Torino, Mandragora: "È un piacere vedere la Roma. Gasperini? Gli auguro tutte le fortune del mondo"Vocegiallorossa.it
© foto di Federico De Luca 2026
Oggi alle 21:36Avversario
di Alessandro Monaco

Mandragora ha parlato ai microfoni di DAZN al termine di Torino-Roma. Ecco le sue parole:

Nella conferenza stampa fondamentalmente hai raccontato che avevi lasciato qualcosa rispetto alla tua prima esperienza. Il secondo tempo della squadra di oggi fa capire che cosa avevi lasciato e che cosa tu puoi dare a questo Torino, sei d'accordo?
«Sì assolutamente io posso dare tanto al Torino e il Torino può dare tanto a me. Come hai detto nel secondo tempo siamo riusciti ad essere un pochino più aggressivi, ci siamo giocati la partita, mentre nel primo tempo siamo stati un pochino più in attesa e niente, partiamo da questo secondo tempo oggi, andiamo via senza nulla. Adesso abbiamo sabato la trasferta di Bologna dove faremo di tutto per ottenere i punti che ci sono in palio».

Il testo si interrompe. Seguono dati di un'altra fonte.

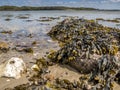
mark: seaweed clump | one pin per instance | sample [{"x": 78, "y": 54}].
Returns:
[{"x": 90, "y": 48}]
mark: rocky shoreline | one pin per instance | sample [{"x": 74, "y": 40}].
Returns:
[{"x": 88, "y": 58}]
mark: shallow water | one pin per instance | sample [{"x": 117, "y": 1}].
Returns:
[{"x": 22, "y": 27}]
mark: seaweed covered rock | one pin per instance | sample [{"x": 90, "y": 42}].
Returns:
[
  {"x": 13, "y": 68},
  {"x": 103, "y": 77},
  {"x": 85, "y": 41},
  {"x": 71, "y": 28}
]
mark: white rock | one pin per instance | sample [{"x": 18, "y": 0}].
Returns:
[{"x": 13, "y": 68}]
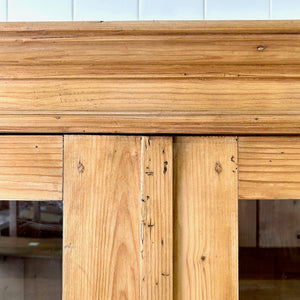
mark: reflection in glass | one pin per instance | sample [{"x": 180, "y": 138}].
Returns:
[
  {"x": 269, "y": 249},
  {"x": 31, "y": 250}
]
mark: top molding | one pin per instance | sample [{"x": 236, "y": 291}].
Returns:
[
  {"x": 187, "y": 77},
  {"x": 155, "y": 27}
]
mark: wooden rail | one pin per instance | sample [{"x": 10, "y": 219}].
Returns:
[{"x": 207, "y": 77}]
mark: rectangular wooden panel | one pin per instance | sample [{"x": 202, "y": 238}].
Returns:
[
  {"x": 102, "y": 217},
  {"x": 157, "y": 219},
  {"x": 269, "y": 167},
  {"x": 279, "y": 223},
  {"x": 206, "y": 218},
  {"x": 31, "y": 167},
  {"x": 153, "y": 77}
]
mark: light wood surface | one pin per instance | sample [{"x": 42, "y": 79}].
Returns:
[
  {"x": 202, "y": 77},
  {"x": 206, "y": 220},
  {"x": 269, "y": 167},
  {"x": 157, "y": 219},
  {"x": 102, "y": 217},
  {"x": 31, "y": 167}
]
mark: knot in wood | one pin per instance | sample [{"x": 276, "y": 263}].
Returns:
[
  {"x": 218, "y": 167},
  {"x": 261, "y": 48}
]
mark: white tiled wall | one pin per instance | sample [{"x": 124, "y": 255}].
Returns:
[{"x": 78, "y": 10}]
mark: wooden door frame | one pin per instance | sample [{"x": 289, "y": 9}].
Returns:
[
  {"x": 235, "y": 78},
  {"x": 185, "y": 77}
]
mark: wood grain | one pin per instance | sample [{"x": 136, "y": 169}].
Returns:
[
  {"x": 247, "y": 223},
  {"x": 153, "y": 105},
  {"x": 157, "y": 219},
  {"x": 269, "y": 167},
  {"x": 31, "y": 167},
  {"x": 102, "y": 217},
  {"x": 206, "y": 218}
]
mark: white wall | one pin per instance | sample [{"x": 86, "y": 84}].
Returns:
[{"x": 93, "y": 10}]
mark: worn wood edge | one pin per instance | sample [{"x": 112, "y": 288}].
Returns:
[
  {"x": 270, "y": 167},
  {"x": 141, "y": 123},
  {"x": 156, "y": 218},
  {"x": 156, "y": 27}
]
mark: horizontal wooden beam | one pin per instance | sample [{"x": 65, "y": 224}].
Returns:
[
  {"x": 269, "y": 167},
  {"x": 232, "y": 77},
  {"x": 31, "y": 167}
]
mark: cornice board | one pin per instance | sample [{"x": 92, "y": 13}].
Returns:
[{"x": 185, "y": 77}]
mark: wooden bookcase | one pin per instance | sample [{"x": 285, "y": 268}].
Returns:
[{"x": 150, "y": 132}]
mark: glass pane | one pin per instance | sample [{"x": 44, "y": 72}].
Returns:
[
  {"x": 269, "y": 249},
  {"x": 31, "y": 250}
]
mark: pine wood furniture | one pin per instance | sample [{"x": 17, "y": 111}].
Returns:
[{"x": 115, "y": 118}]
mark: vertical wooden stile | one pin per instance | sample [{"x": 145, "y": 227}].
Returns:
[
  {"x": 101, "y": 217},
  {"x": 206, "y": 218},
  {"x": 157, "y": 219}
]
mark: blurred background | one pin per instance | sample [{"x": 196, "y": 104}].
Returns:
[{"x": 121, "y": 10}]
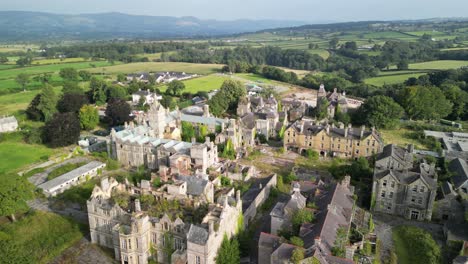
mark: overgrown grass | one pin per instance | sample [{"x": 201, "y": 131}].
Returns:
[
  {"x": 16, "y": 154},
  {"x": 37, "y": 238},
  {"x": 414, "y": 245}
]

La mia domanda è molto semplice: la qualità che avete messo nel centrocampo nel secondo tempo, il fatto di aver congelato qualche pallone, aver dettato maggiormente i tempi, cosa che nel primo tempo non siete riusciti a fare, quindi non è, secondo me, stata solo una questione di altezze, è stata proprio una questione di gestione palla. Avete una rosa, avete una qualità che secondo me vi permette di fare questo, te ne rendi conto anche te dall'interno del campo che questo dovrà accadere anche in futuro per ottenere risultati?
«Sì, buonasera, assolutamente, abbiamo tanti interpreti di qualità, alcuni hanno altre caratteristiche, tutti mettono quello che hanno a disposizione della squadra, al secondo più di palleggio, creare qualche occasione a mettere in difficoltà la Roma e sì, possiamo ripartire da quello perché sicuramente tenendo la palla riusciamo a creare più occasioni, riusciamo ad essere più pericolosi».

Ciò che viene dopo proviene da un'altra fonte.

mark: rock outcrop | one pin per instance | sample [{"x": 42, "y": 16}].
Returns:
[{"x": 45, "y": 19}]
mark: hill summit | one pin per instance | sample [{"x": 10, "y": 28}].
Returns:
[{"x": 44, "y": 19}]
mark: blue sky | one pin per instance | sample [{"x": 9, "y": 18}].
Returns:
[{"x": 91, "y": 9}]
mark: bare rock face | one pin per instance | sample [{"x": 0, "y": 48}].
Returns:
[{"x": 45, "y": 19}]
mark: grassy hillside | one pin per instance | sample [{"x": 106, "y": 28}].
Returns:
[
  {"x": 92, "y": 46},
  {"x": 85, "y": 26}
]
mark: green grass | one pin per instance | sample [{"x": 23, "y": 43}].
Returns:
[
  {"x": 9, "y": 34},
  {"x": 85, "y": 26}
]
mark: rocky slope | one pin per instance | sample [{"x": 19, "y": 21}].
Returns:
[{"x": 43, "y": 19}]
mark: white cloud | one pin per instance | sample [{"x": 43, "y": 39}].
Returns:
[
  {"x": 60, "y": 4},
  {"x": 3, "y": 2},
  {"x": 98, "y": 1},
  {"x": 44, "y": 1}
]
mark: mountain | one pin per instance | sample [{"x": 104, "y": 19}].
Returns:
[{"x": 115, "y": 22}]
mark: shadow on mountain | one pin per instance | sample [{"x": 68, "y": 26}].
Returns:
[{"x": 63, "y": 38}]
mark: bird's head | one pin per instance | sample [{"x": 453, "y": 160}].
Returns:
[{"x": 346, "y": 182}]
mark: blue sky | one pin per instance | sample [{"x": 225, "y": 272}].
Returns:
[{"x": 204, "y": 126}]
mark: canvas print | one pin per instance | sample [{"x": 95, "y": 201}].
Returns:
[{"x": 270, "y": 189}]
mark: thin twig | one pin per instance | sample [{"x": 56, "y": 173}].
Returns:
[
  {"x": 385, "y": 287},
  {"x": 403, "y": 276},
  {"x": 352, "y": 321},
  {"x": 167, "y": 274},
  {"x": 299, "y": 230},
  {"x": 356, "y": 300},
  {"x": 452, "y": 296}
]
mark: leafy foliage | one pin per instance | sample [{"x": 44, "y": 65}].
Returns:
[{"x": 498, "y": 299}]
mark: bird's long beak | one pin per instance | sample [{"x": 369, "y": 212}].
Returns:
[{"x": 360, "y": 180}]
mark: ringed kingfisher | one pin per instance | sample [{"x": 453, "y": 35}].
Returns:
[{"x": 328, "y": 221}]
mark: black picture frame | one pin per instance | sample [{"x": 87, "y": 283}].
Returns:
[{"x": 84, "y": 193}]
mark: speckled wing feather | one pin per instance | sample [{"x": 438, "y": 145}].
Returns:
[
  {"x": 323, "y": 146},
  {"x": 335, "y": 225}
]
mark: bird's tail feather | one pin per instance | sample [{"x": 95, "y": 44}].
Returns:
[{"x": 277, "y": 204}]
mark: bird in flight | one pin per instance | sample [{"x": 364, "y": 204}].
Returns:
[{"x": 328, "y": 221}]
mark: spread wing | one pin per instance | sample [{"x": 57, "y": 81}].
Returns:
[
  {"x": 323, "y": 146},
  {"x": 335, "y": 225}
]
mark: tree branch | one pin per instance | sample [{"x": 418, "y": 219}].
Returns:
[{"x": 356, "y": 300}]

Mandragora era una curiosità perché tu hai esordito in Serie A con Gian Piero Gasperini, era un Genoa-Juve, ti chiedo se, vabbè intanto oggi avrai avuto modo di risalutarlo, perché parlavamo del rapporto giocatori-allenatori, vederlo adesso magari arrivare a competere per lo scudetto, un allenatore come Gasperini che tu hai avuto che ti ha dato fiducia, che effetto ti fa?
«Oggi non ho avuto modo di incrociarlo, poi eravamo entrambi concentrati per la partita e l'ho detto tante volte devo essere grato al mister Gasperini perché è stato il primo che mi ha dato l'occasione di mettere in mostra e giocare in Serie A e già allora era un qualcosa di speciale. Adesso continua a migliorarsi, continua ad affinare le sue richieste le sue qualità maggiori ed è un piacere vedere la Roma, è stato un piacere vedere l'Atalanta in passato quindi gli auguro tutte le fortune del mondo perché è stato un allenatore che mi ha dato una tappa incredibile per il via alla mia carriera».